We are often asked how we do neuroscience research at Numenta and what it means to focus on cortical theory. We read many neuroscience papers and published results to get a deep understanding of neuroanatomy, neurophysiology, and cortical function. We propose theories about how the detailed architecture of the neocortex implements these functions. We ensure our work satisfies biological constraints and test our theories via simulation. Since we do not do any wet lab work, we collaborate with experimentalists that run investigations and give us feedback. We also host scientists through our Visiting Scholar Program.

We document our research in several ways, including peer-reviewed journal papers, conference proceedings, research reports, and invited talks. In addition, we place our daily research commits in an open source project  and answer questions about our research posted on our forums . We strive to be completely open in everything we do.

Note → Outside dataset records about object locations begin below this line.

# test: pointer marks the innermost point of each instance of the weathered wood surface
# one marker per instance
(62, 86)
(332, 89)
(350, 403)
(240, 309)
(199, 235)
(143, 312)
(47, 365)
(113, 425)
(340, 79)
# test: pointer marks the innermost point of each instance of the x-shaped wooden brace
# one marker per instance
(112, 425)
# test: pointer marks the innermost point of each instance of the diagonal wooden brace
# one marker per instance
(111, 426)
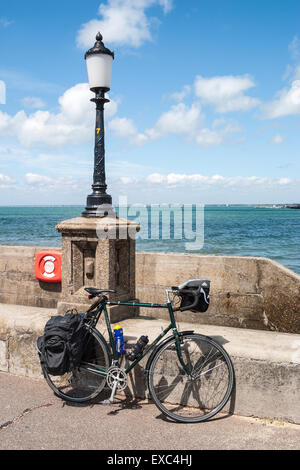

Cortical Theory Our Approach

Our Theories

Although there is much to do, we have made significant progress on filling in the pieces of the common cortical circuit that underlines all of intelligence. We have proposed a novel theory and broad framework for understanding what the neocortex does and how it does it. We have made discoveries on how neurons make predictions, the role of dendritic spikes in cortical processing, how cortical layers learn sequences, and how cortical columns learn to model objects through movement.

Cortical Theory Our Theory

Our Research Focus Areas

Cortical Columns

Building on Mountcastle’s proposal that the neocortex is made up of nearly identical cortical columns, we are working on filling in the pieces of the cortical circuit – understanding each layer, what the neurons are doing, and how a cortical column works. As part of this research, we have proposed a framework, consistent with anatomical and physiological evidence, that explains how cortical columns function. The framework is based on how cortical columns learn sensorimotor models of the world by combining sensory inputs with location signals.

Find more information on cortical columns.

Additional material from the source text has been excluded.